STATE OF MICHIGAN
COURT OF APPEALS
PEOPLE OF THE STATE OF MICHIGAN, UNPUBLISHED
June 28, 2018
Plaintiff-Appellee,
v No. 328572
Macomb Circuit Court
GERALD ANDREW KUPINSKI, LC No. 2015-000099-FC
Defendant-Appellant.
Before: MURPHY, P.J., and JANSEN and RONAYNE KRAUSE, JJ.
PER CURIAM.
Defendant, Gerald Andrew Kupinski, appeals as of right his jury convictions of felon in
possession of a firearm, MCL 750.224f, and possession of a firearm during the commission of a
felony (felony-firearm), MCL 750.227b. The jury acquitted defendant of an additional charge of
second-degree murder, MCL 750.317. The court sentenced defendant to 38 to 60 months in
prison for the felon-in-possession conviction and a consecutive two-year term of imprisonment
for the felony-firearm conviction. We vacate defendant’s convictions and sentences and remand
for a new trial.
This case arises out of the shooting death of Adam Abraham in defendant’s home.
Defendant admitted that he used his wife’s gun to shoot Abraham, his defense being that he
acted in self-defense and in defense of his family members. For purposes of the felon-in-
possession charge, defendant stipulated that he had previously been convicted of a specified
felony and was ineligible to possess a firearm on the date of the shooting. Defendant initially
denied any prior relationship with Abraham, and defendant’s wife claimed to have committed the
shooting. However, defendant’s wife was shown not to have been home at the time.
Defendant’s teenage son, however, was there during the incident.

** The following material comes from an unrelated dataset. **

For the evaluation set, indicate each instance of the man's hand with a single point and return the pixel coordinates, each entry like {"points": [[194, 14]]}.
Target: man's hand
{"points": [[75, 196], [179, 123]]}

Specifically, the defense theory was that: (1) Abraham was an “associate” of convicted
felon Dino Lukas, (2) Lukas owed defendant a substantial sum of money and had become
annoyed by defendant’s attempts to collect the debt, (3) as a result, Lukas prompted Abraham to
either assault or kill defendant, (4) on the night of the shooting, an intoxicated Abraham came to
defendant’s home unannounced, dressed entirely in black, with a knife and a handgun, (5)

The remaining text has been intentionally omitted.